Dkt. No. 1. She titled it an “emergency” petition, and cited 28 U.S.C. §2254. Id. at 1. She seeks her immediate and unconditional release from custody and an order declaring the judgment in the Ozaukee County criminal case to be null and void and to violate the Constitution. Id. at 15. The state docket reflects that on February 12, 2026, the Wisconsin Supreme Court denied “Def’s Writ and all other requests for relief – doc for review to the Court.” Yang, Ozaukee County Circuit Court Case No. 2024CF31. http://wcca.wicourts.gov.Id.

B. Petition (Dkt. No. 1) The petitioner, who currently is incarcerated at Taycheedah Correctional Institution and is representing herself, has named as respondents the Warden of Taycheedah, the Sheriff of Racine County, the clerk of the Wisconsin Supreme Court and the state-court judge who presided over her trial, as well as ninety-nine John Doe respondents. Dkt. No. 1 at 1-2. She argues that she has been imprisoned for a “non-existent crime”: “slander of title.” Id. According to the petitioner, an essential element of “slander of title” under Wis. Stat.

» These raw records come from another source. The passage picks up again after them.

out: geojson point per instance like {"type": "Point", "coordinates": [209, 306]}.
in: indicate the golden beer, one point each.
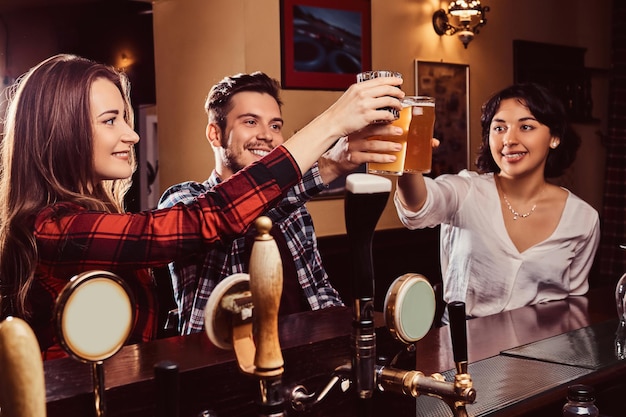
{"type": "Point", "coordinates": [419, 151]}
{"type": "Point", "coordinates": [397, 167]}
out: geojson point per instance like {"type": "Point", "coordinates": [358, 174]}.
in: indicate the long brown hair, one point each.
{"type": "Point", "coordinates": [47, 157]}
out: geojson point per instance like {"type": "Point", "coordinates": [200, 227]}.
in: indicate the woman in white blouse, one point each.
{"type": "Point", "coordinates": [508, 237]}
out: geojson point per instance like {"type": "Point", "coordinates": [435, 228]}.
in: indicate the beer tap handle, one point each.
{"type": "Point", "coordinates": [266, 285]}
{"type": "Point", "coordinates": [365, 200]}
{"type": "Point", "coordinates": [22, 384]}
{"type": "Point", "coordinates": [458, 334]}
{"type": "Point", "coordinates": [167, 380]}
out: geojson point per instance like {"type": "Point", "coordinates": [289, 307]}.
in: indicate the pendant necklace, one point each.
{"type": "Point", "coordinates": [517, 215]}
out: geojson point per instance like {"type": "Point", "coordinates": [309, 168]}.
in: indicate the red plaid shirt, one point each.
{"type": "Point", "coordinates": [72, 240]}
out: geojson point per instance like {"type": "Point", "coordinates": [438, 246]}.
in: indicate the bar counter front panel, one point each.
{"type": "Point", "coordinates": [513, 375]}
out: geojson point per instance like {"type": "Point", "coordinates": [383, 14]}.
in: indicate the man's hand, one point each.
{"type": "Point", "coordinates": [349, 152]}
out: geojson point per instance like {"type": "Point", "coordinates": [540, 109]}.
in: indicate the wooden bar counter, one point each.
{"type": "Point", "coordinates": [313, 345]}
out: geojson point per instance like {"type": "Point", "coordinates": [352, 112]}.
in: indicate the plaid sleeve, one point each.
{"type": "Point", "coordinates": [309, 186]}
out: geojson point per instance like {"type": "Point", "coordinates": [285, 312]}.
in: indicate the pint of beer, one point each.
{"type": "Point", "coordinates": [417, 120]}
{"type": "Point", "coordinates": [396, 167]}
{"type": "Point", "coordinates": [419, 151]}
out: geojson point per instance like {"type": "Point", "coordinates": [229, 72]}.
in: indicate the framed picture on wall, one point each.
{"type": "Point", "coordinates": [324, 43]}
{"type": "Point", "coordinates": [449, 85]}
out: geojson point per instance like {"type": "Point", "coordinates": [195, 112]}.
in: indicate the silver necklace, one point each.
{"type": "Point", "coordinates": [517, 215]}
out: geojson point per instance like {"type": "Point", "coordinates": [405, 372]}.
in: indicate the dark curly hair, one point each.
{"type": "Point", "coordinates": [548, 109]}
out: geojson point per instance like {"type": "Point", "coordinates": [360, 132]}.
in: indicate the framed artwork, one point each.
{"type": "Point", "coordinates": [324, 43]}
{"type": "Point", "coordinates": [449, 85]}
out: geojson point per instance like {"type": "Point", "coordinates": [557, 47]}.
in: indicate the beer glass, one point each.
{"type": "Point", "coordinates": [417, 120]}
{"type": "Point", "coordinates": [368, 75]}
{"type": "Point", "coordinates": [396, 167]}
{"type": "Point", "coordinates": [419, 151]}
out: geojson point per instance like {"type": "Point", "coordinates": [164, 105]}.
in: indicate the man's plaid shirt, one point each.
{"type": "Point", "coordinates": [294, 221]}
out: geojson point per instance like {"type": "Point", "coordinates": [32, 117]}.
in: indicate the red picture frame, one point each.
{"type": "Point", "coordinates": [324, 43]}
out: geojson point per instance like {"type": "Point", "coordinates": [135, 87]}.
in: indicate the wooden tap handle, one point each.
{"type": "Point", "coordinates": [266, 286]}
{"type": "Point", "coordinates": [22, 384]}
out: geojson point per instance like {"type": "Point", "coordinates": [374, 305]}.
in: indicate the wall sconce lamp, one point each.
{"type": "Point", "coordinates": [465, 12]}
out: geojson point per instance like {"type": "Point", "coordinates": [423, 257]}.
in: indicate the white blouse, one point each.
{"type": "Point", "coordinates": [481, 266]}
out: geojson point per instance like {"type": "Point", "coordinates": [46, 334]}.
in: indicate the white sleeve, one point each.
{"type": "Point", "coordinates": [585, 255]}
{"type": "Point", "coordinates": [445, 194]}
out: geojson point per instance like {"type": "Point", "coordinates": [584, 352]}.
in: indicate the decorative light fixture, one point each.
{"type": "Point", "coordinates": [466, 12]}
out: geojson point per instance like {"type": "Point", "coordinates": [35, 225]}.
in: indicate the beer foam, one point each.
{"type": "Point", "coordinates": [418, 110]}
{"type": "Point", "coordinates": [360, 183]}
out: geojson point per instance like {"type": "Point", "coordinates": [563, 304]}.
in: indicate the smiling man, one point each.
{"type": "Point", "coordinates": [244, 124]}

§943.60 is the “existence of a valid property interest that was slandered.” Id. at 2-3. She asserts that her prosecution was predicated on a sheriff’s deed, but that the evidence at the state trial showed that the sheriff’s deed “was created using a Wisconsin Real Estate Transfer Return bearing the forged signature of Petitioner’s husband,” and that her husband swore an affidavit that he “never signed the document and never owned the property.” Id. at 3. The petitioner argues that because the title was a “nullity,” she was “convicted of slandering something that did not legally exist,” and that “[t]he conduct for which she was

convicted was not, and could never be, a crime under Wisconsin law.” Id. The petitioner asserts that the conviction is the “final act in a multi-year, multi-agency campaign designed to destroy Petitioner and seize her assets after a two-year DFI investigation found no evidence of wrongdoing.” Id.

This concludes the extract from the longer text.